We are in this temporal world of form on a journey back to the awareness of who we really are. We are really One with each other and all that is. We are One with Source. We are One with all that is eternal and limitless. All that is real is connected and innocent. All that is real is completely without any kind of sin or any kind of flaw. We are created whole and we remain whole in Oneness. Any idea that tells us otherwise is merely a mistake, born of a misperception of truth and reality. We have blocked our awareness of our true nature, our true being, by believing we are somehow separate from all others and all else. And, we reinforce this belief by making our relationships in this temporal world appear as we believe them to be. This belief blocks the awareness of who we are from our minds.

The journey back to the awareness of our natural state of being is through the healing of our relationships. Each one we encounter on this journey is there to help us remember who we really are. They come into our lives so we may change our mind and look beyond their appearance to their irrefutable wholeness hidden by what we think we see. We offer the miracle of healing our relationships by offering each other the awareness of their wholeness as we join with them in Oneness.

In this world, We come closest to ourselves in a holy relationship. There we begin to find the certainty our Creator has in them. And there we find our function of restoring our Creator’s laws to what was held outside them, and finding what was lost. Only in time can anything be lost, and never lost forever. So do the parts of the One Child gradually join in time, and with each joining is the end of time brought nearer. Each miracle of joining is a mighty herald of eternity. No one who has a single purpose, unified and sure, can be afraid. No one who shares their purpose with them can not be one with them.   T-20.V.1:1-8

We are the heralds of eternity. We are the ones who call out in the darkness proclaiming light that shines away the darkness. Once we awaken to the light and wholeness within us we begin to remember we are all joined in Oneness. The light within each and every one of us has never dimmed nor was ever extinguished. We simply, in our denial of our own light, shuttered our light so we could not see it ourselves. Our partners on our journey could see our light, but we denied it was there and refused to see it reflected in their faces. Thus, we created a symbolic hell of the darkness we believed was there. We can open the shutters with which we blocked our light. This is what begins our return to the awareness of reality and eternity.

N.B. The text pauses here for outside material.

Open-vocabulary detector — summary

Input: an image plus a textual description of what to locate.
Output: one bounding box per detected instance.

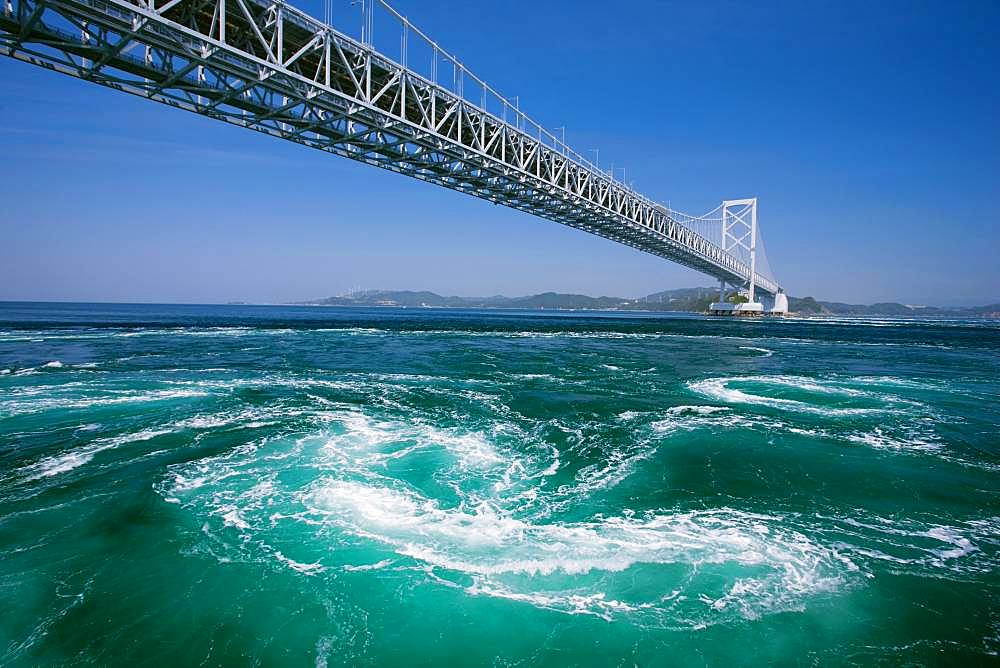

Each herald of eternity sings of the end of sin and fear. Each speaks in time of what is far beyond it. Two voices raised together call to the hearts of everyone, to let them beat as one. And in that single heartbeat is the unity of love proclaimed and given welcome. Peace to your holy relationship, which has the power to hold the unity of the One Child together. You give to your friend for everyone, and in your gift is everyone made glad. Forget not Who has given you the gifts you give, and through your not forgetting this, will you remember Who gave the gifts to this One to give to you.   T-20.V.2:1-7

Offer your relationships to Spirit for healing. In this offer, you can rest assured you will see correctly. You will see you friend as they truly are, whole and complete. In their healed appearance will you see your whole and complete Self reflected back to you. You will see you relationship joined in Oneness, never again to be seen as separate. Your example will be the Herald of Eternity shining in Holy Oneness for others to see and return to. Let the light within you shine. It truly is the Light of world.